Sunday, November 13, 2016

I Thought I Knew You

There is a tree in my backyard and in scattered locations throughout my neighborhood that changed this year. This is a maple tree of smaller stature than a red or sugar maple. I have always considered it to be a Florida maple, also known as southern sugar maple (Acer floridanum or synonym Acer barbatum). I haven’t changed my mind on that, but still the tree surprised me this year.

Some years ago (my earliest photo file is dated 2011), I first noticed this small tree because of its fall color. The leaves were a pure, clear yellow with no hint of red or orange. The leaf shape is similar to a chalk maple (A. leucoderme) or a sugar maple (A. saccharum), but both of those have orange-red colors.
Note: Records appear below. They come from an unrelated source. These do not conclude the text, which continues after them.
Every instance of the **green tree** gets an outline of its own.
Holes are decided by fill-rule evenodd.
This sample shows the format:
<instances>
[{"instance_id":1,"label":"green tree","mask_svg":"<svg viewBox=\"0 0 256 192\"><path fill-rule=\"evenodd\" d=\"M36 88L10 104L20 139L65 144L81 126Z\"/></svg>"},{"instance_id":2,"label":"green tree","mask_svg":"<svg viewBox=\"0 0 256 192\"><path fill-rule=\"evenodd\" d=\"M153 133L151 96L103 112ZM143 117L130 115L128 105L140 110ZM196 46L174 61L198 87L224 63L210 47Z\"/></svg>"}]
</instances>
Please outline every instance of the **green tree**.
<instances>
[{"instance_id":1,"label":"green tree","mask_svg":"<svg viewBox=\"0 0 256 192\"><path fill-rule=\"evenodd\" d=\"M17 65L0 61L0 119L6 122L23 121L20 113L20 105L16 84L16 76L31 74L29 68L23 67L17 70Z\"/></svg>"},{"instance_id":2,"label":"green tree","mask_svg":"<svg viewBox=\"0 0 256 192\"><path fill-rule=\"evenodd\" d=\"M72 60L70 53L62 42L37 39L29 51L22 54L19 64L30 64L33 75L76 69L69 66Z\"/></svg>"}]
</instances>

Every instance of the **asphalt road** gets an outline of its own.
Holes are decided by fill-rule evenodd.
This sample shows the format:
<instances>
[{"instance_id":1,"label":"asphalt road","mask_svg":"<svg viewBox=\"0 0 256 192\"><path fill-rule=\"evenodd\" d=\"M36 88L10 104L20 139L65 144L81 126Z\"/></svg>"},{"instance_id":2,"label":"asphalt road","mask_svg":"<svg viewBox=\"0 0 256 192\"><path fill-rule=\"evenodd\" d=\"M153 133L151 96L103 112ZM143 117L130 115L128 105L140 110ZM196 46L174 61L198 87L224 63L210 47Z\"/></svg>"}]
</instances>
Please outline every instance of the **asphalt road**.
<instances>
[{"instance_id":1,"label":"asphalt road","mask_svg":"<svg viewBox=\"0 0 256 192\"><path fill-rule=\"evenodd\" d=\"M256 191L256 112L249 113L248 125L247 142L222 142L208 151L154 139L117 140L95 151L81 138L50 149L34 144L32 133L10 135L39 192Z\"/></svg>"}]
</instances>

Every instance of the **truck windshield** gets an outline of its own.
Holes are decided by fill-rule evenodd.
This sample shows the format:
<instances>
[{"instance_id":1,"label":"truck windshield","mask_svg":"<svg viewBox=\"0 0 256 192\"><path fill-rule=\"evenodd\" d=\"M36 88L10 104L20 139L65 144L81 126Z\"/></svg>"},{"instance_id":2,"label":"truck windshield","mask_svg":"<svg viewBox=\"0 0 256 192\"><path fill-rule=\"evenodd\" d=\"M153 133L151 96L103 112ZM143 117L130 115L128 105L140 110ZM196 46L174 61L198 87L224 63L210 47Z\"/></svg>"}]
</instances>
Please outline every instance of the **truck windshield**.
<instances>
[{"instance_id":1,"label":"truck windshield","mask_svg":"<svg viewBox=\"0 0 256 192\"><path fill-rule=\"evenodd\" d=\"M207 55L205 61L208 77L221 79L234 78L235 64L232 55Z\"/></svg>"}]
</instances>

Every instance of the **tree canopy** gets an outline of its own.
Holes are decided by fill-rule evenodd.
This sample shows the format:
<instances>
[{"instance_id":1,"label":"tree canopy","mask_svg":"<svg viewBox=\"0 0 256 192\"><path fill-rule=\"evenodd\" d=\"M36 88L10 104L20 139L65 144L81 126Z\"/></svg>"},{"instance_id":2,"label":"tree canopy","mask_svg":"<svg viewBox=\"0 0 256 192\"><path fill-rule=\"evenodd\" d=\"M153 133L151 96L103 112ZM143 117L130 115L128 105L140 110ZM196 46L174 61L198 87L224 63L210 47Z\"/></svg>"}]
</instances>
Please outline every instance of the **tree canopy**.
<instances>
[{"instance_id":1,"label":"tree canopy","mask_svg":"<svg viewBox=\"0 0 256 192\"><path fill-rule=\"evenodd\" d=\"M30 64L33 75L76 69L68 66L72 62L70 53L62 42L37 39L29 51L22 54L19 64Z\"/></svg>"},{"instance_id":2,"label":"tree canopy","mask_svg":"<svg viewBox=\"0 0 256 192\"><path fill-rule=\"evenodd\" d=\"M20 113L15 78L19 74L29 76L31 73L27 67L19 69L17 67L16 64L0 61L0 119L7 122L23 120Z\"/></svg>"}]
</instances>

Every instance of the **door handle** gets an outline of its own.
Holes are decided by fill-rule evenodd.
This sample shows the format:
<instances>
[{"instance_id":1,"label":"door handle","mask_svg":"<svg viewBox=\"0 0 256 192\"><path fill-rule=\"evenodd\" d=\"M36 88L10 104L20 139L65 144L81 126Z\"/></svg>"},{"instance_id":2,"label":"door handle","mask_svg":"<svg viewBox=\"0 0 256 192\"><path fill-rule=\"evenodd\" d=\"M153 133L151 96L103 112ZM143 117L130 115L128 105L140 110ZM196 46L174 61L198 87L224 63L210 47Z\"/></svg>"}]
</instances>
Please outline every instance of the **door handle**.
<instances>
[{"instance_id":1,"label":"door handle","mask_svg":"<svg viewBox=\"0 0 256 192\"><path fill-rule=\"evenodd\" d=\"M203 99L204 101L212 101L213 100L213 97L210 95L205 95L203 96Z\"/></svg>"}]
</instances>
In addition, the chalk maple usually has noticeable hairs on the underside of the leaf, and this maple does not have that.
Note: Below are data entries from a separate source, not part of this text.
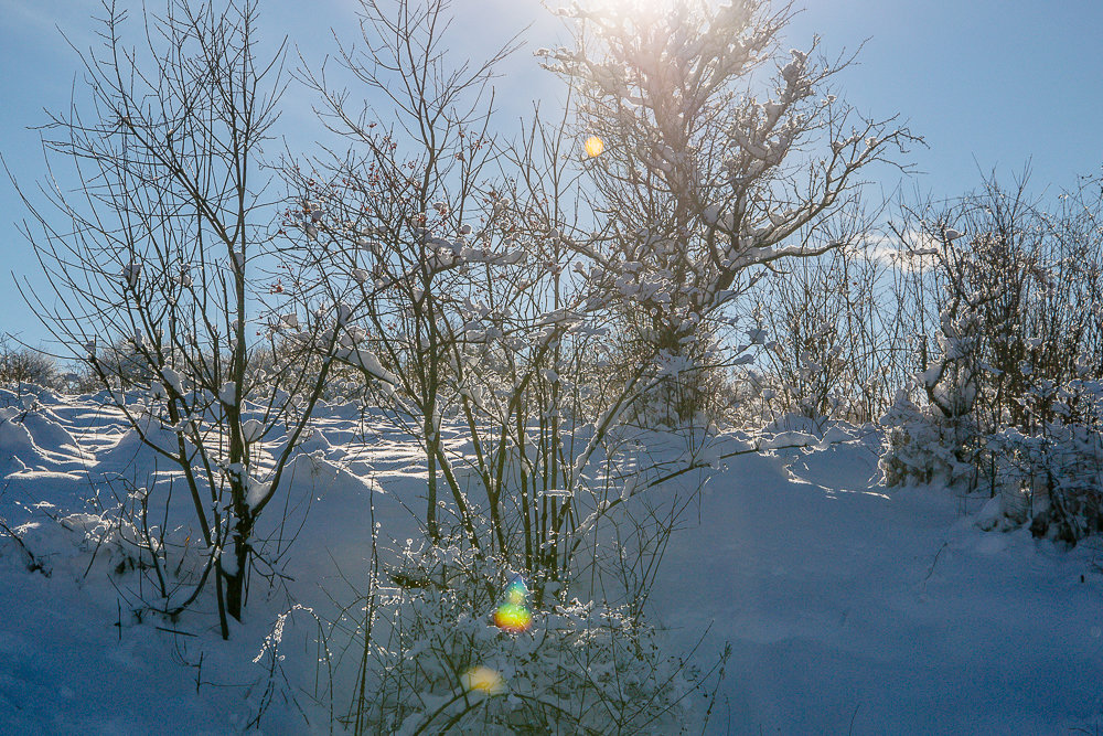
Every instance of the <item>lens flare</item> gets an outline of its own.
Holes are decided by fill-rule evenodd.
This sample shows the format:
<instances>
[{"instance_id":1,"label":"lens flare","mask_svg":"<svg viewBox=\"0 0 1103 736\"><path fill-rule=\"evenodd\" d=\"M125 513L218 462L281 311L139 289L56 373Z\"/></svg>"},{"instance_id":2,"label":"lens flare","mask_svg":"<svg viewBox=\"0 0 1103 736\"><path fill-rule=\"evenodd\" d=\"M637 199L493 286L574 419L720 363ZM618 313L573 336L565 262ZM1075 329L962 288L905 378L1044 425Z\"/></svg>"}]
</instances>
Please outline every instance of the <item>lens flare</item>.
<instances>
[{"instance_id":1,"label":"lens flare","mask_svg":"<svg viewBox=\"0 0 1103 736\"><path fill-rule=\"evenodd\" d=\"M590 136L586 139L586 154L591 159L601 156L606 150L606 143L603 140L597 136Z\"/></svg>"},{"instance_id":2,"label":"lens flare","mask_svg":"<svg viewBox=\"0 0 1103 736\"><path fill-rule=\"evenodd\" d=\"M502 680L502 675L481 664L460 675L460 684L469 693L478 690L488 695L497 695L505 690L505 681Z\"/></svg>"},{"instance_id":3,"label":"lens flare","mask_svg":"<svg viewBox=\"0 0 1103 736\"><path fill-rule=\"evenodd\" d=\"M521 633L532 628L533 615L524 606L502 604L494 611L494 626L508 633Z\"/></svg>"},{"instance_id":4,"label":"lens flare","mask_svg":"<svg viewBox=\"0 0 1103 736\"><path fill-rule=\"evenodd\" d=\"M532 628L533 614L528 610L528 587L520 575L506 586L505 600L494 611L494 626L508 633L521 633Z\"/></svg>"}]
</instances>

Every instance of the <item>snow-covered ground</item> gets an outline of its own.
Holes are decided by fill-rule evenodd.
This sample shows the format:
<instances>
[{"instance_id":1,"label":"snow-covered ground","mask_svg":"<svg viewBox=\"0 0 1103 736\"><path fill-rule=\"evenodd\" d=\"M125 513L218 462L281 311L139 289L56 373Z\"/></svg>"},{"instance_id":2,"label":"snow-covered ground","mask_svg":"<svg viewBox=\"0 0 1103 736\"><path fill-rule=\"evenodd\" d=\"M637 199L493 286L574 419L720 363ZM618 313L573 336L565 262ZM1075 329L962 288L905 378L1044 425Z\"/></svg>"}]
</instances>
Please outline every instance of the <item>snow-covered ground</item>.
<instances>
[{"instance_id":1,"label":"snow-covered ground","mask_svg":"<svg viewBox=\"0 0 1103 736\"><path fill-rule=\"evenodd\" d=\"M26 551L0 537L0 734L234 734L263 705L263 733L329 733L324 698L303 692L310 612L287 618L277 659L265 638L292 602L323 618L353 602L373 518L399 545L415 534L403 506L418 506L417 452L350 406L322 407L288 494L291 579L254 580L223 642L210 606L136 620L138 575L96 550L94 489L109 505L103 478L156 470L120 417L95 397L6 405L0 519ZM868 429L832 438L846 441L729 459L663 561L650 604L670 651L707 629L695 659L708 665L731 644L708 733L1103 729L1103 548L981 532L981 501L878 487Z\"/></svg>"}]
</instances>

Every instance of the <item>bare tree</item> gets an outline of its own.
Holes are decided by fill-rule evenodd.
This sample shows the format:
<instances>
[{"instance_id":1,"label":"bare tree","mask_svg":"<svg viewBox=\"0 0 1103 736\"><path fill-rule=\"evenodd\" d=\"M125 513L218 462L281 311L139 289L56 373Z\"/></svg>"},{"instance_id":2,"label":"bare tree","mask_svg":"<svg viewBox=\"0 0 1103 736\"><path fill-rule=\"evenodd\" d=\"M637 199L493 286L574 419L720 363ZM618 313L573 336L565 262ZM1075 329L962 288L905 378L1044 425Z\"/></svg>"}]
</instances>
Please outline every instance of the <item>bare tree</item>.
<instances>
[{"instance_id":1,"label":"bare tree","mask_svg":"<svg viewBox=\"0 0 1103 736\"><path fill-rule=\"evenodd\" d=\"M784 258L857 242L861 172L917 139L840 102L833 82L848 61L817 61L818 41L781 53L790 4L564 12L575 43L545 52L546 65L582 98L602 215L601 237L578 247L640 341L707 364L697 335L709 313Z\"/></svg>"},{"instance_id":2,"label":"bare tree","mask_svg":"<svg viewBox=\"0 0 1103 736\"><path fill-rule=\"evenodd\" d=\"M51 172L46 205L22 191L38 224L23 230L50 285L22 292L100 385L144 390L137 402L111 395L182 474L205 559L160 609L182 611L214 573L228 637L227 615L242 618L260 554L257 519L326 373L304 385L295 355L264 376L248 371L272 334L258 319L270 291L261 269L278 265L260 156L278 118L283 54L258 60L251 0L221 9L169 0L162 15L143 13L137 46L125 40L127 13L114 2L104 11L101 47L81 56L87 105L44 127L50 160L71 163L78 188L64 191L56 182L66 179ZM261 441L279 429L283 447L261 467Z\"/></svg>"}]
</instances>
Florida maple (Acer floridanum) in 2011
I have always enjoyed and admired the soft yellow color of this tree in the fall. Over the years, I have used that distinctive color to find more and more of them peeking through the woodland edges of my neighbors’ properties. Each new one I found was a treasured discovery of the land that came before us.

Acer floridanum in 2016
The surprise in my yard this year is that the tree didn’t color yellow, it turned soft orange. From a distance, I thought it was a sourwood (Oxydendrum arboreum) shining in the sun. I walked over to take a look and realized it was the maple! I was flabbergasted to see such a change. Was it a chalkbark maple after all? I reached up to feel the leaves - still smooth on the back.

Over the next several days, I watched the tree turn its new colors. I searched for pictures on the Internet and found examples of Florida maple trees with similar colors. Perhaps the pure yellow years were the exception!

I checked other trees in the neighborhood – some continued to turn yellow while others showed some soft orange. A friend brought me sample leaves from hers, one that she had always considered to be a chalkbark maple; it also had a smooth back.

As an aside, even though I still feel that my tree is Acer floridanum, I always find good and helpful information from the Name That Plant website and went to see what they'd have. Here they have a comparison of leaves and a statement about the shape of the lobes: Acer floridanum (Terminal lobes of some leaves broader toward tip than toward base) vs.  Acer leucoderme (Lobes narrower at the tip than at the base, tips pointed (even acuminate)). Since I had both leaves, I decided to compare them (see below).

Note: their source is Native Trees of the Southeast: An Identification Guide, a great book itself, and thanks to Name That Plant for highlighting that important difference. When identifying plants, always try to gather/photograph several leaves if possible to capture some of the natural variations and make sure you have a good representation.

Well, this has been exciting - I like nature that keeps me on my toes! It will be interesting to see what it does next year. If it would bloom and set seed, that would be a new and welcome development ~

Florida maple (Acer floridanum) wearing its 2016 colors

1 comment:

  1. My husband and I have been amazed at the colors of the leaves this year...we have walked in the same spots for many years and I swear that some of the trees have different colors. Your post backs me up!